Please refer to artifacts to learn how your custom scripts are deployed as an artifact.

script.js

The script does 2 things: gets the pipeline configuration and runs the task.

The first argument to the function is workflow. The workflow object passed to the master script is analogous to the context object passed to the task script - it lets you interact with the platform. It supports the following APIs:

  • workflow.getContext("inputFile") - Returns the input file that triggered the pipeline.
  • workflow.getContext("pipelineConfig") - Returns pipeline config object.
  • workflow.runTask(stepSlug, input) - Runs a specific task script. It uses the step slug from protocol.json.

Note: You can also get pipeline config from the context object in the task script. However, we recommend passing the pipeline config from the master script to make the task script less dependent on context. It's also easier to write tests for your task script.

logger can be used for logging messages you want to display on the UI when a workflow is run. The logger supports 4 levels: "debug", "info", "warn", "error".

Understanding Artifacts

The pipeline.json and script.js files refer to task scripts using a namespace, slug and version. In the platform, this type of three-part identifier is also used to identify and organize other “artifacts” such as master scripts and IDS schemas.

Namespace

Namespaces are labeled following a specific naming convention:

  • common is used for artifacts published by TetraScience and that are accessible to all organizations.
  • client-xyz is used for artifacts published by TetraScience and that are accessible to organization xyz.
  • private-xyz is used for artifacts published by organization xyz for their own use.

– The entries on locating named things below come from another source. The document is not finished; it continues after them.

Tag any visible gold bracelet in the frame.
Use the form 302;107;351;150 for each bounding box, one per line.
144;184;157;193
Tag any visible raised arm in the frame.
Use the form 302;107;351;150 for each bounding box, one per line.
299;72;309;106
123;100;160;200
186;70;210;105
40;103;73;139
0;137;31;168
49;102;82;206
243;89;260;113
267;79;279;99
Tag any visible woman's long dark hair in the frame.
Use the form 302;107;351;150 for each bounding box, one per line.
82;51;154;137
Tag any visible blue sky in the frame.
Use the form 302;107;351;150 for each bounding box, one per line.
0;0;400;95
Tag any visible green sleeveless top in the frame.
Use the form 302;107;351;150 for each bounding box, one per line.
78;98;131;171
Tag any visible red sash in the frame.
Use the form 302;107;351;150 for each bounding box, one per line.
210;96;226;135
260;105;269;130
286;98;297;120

When creating custom pipelines, only private-xyz namespaces are supported.

Organizations with slugs starting with xyz, for example, xyz-a, xyz-anything can access artifacts in namespace common, client-xyz and private-xyz. Organizations with slugs starting with xyz can only publish artifacts to namespace private-xyz.

Whether your org will have the access to certain artifacts depends on the namespace the artifact belongs to. The table below shows you the access rules for orgs to artifacts defined in certain namespaces.

1712

Notes:

  • read access is automatically granted if you have write access.
  • Only admins of the organization can deploy artifacts.